There were a few minutes on the plane back home, not too far outside Ottawa, where I could see the ground. Not out the window, but with my eyes closed.
I have a few rituals for flying. The first of which is a glass of tomato juice, which I don't like when I'm on the ground. With ice, which I am a little afraid of when I am on the ground. In the air, for some reason, I find them both very comforting.
Mostly what I do on airplanes is listen to This American Life and play solitaire on my ipod. I can, I discovered, do this for hours. Hours. Game after game after game after game. I'm mildly satisfied when I win, I like the neat cut of cards across the felt green, but mostly I don't care. I just like the swirling and the clicking and the tiny cards hopping around on the tiny screen.

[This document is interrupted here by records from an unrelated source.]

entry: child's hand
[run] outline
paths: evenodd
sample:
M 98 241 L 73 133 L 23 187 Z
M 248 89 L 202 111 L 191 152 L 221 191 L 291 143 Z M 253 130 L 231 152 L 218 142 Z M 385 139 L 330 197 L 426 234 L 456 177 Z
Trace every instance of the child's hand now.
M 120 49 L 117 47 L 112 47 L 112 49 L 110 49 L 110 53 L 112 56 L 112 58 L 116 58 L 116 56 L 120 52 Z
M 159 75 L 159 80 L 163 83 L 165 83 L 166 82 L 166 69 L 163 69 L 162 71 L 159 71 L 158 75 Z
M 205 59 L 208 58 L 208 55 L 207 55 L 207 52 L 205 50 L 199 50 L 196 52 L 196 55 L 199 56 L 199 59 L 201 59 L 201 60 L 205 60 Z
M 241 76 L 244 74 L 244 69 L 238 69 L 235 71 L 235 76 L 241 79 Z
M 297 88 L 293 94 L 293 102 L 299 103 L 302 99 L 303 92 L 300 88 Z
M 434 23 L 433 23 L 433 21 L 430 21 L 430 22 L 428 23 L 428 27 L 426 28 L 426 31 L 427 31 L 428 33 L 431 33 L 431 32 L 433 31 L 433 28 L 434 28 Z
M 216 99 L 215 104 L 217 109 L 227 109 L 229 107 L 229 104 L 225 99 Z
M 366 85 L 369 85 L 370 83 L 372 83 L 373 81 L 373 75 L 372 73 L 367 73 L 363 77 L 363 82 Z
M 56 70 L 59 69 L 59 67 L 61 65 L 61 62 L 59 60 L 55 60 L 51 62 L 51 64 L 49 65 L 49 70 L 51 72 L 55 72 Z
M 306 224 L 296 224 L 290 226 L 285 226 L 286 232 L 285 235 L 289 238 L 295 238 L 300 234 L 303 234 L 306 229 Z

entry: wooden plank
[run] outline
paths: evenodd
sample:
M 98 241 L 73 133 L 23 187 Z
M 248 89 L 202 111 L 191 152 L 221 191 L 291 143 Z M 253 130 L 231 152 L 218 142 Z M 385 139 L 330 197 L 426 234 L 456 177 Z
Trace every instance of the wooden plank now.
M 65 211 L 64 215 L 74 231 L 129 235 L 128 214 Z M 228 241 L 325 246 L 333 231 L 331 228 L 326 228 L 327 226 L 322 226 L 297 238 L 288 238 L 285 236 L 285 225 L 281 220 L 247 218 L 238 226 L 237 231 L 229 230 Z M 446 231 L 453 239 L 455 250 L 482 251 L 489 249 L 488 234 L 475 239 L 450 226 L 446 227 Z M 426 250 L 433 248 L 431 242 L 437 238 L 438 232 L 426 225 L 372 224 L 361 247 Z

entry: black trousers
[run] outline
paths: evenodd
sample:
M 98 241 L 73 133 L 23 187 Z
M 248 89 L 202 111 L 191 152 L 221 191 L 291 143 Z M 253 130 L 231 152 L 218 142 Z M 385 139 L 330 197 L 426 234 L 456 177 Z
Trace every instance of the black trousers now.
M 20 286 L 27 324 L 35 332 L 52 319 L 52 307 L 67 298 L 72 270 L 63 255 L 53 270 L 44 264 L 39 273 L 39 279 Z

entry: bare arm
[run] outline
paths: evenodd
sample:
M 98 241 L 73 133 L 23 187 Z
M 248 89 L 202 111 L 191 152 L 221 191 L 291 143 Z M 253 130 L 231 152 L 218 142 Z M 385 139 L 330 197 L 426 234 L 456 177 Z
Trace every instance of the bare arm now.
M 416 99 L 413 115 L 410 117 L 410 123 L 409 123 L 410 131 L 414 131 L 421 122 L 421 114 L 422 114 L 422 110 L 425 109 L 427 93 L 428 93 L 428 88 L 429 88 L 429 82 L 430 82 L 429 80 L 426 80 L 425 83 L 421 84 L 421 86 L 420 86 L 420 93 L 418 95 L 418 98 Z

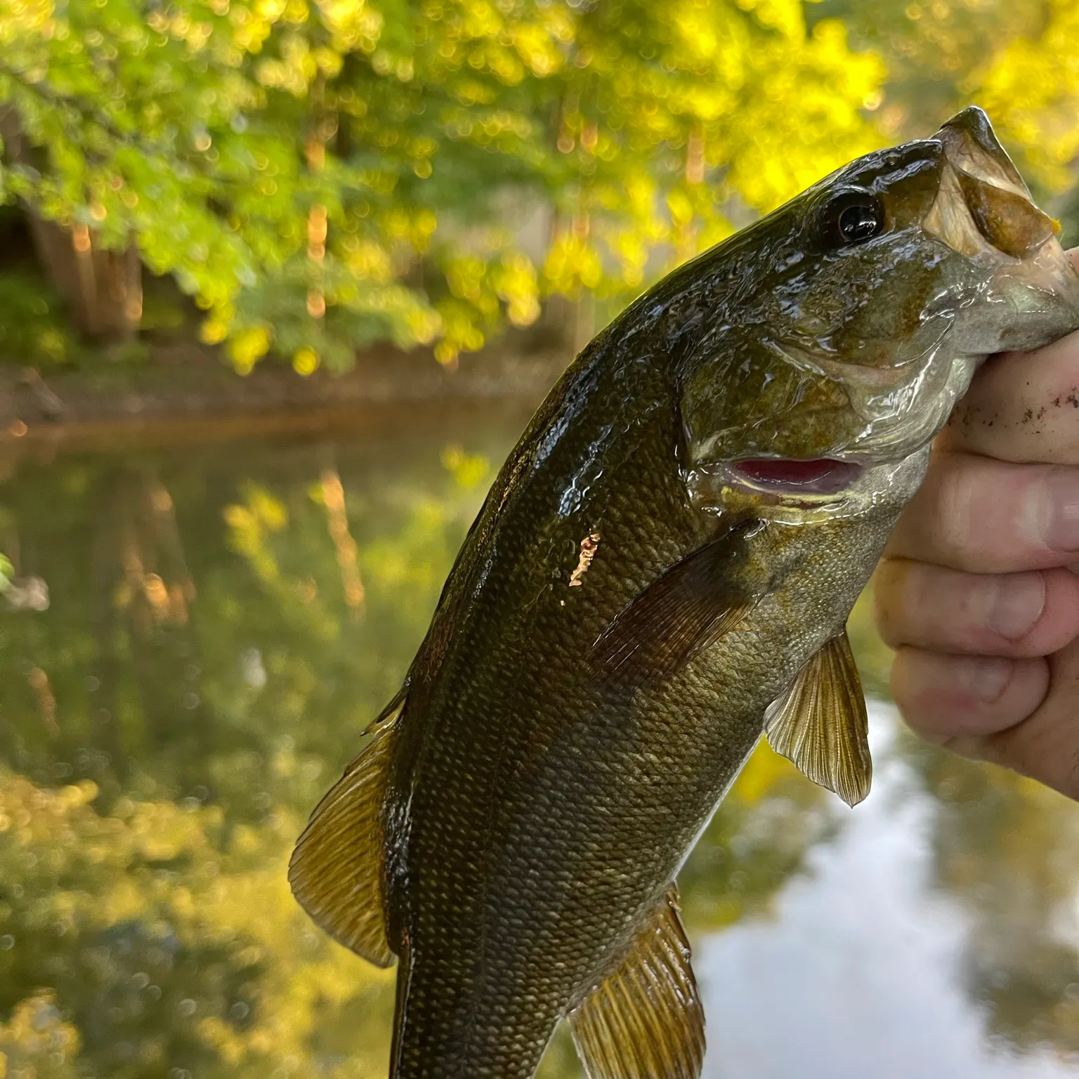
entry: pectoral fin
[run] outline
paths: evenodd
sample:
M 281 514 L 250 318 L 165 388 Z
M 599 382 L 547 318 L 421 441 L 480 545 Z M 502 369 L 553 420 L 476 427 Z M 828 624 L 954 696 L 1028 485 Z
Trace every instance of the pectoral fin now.
M 757 602 L 738 583 L 745 521 L 677 562 L 626 606 L 592 647 L 598 681 L 636 687 L 669 678 Z
M 697 1079 L 705 1012 L 671 885 L 618 968 L 570 1013 L 588 1079 Z
M 386 939 L 380 821 L 401 698 L 371 725 L 364 749 L 311 815 L 288 864 L 300 905 L 338 943 L 377 967 L 394 953 Z
M 777 753 L 847 805 L 869 794 L 873 762 L 865 697 L 846 630 L 817 652 L 769 706 L 764 729 Z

But sometimes I get motion sick. I've gotten good at being able to tell when it's coming on, and that's why I like solitaire. If I feel the oog, I don't care about cutting out in the middle of a game, I'll notice it right away and stop, won't try to push through to the end of the chapter or the end of the show. I'll close my eyes and tip my head back, rolling it slowly from side to side and breathing deeply till the oog goes away.
Just before Ottawa, I let my head come to rest, the oog having abated, and that's when I saw it. The ground, rushing underneath, in a green-brown grey-tone streak. Under where my feet were. It was a strange sensation, though not awful.
It felt true in a dream-like way: I am flying, and there is the ground. Through the metal and air and luggage and metal and clouds and tens of thousands of feet. I am flying above it, of course there it is.
I opened my eyes. The ground was gone. I took a sip of tomato juice, watery now from ice melt.
When I closed them again, it came right back, that streak under my feet, the dreamy acceptance that I could see the impossible.
Doing the dishes tonight, thinking about the story I want to write for the reading at the end of the month, how it is my story and someone else's rushing beneath my feet, I could feel a funny squiggle-shift in my head. In the middle of the right side, if you drew a pencil 6 inches up from my ear and drilled in not very far.
That's my brain, I thought, of course there it is.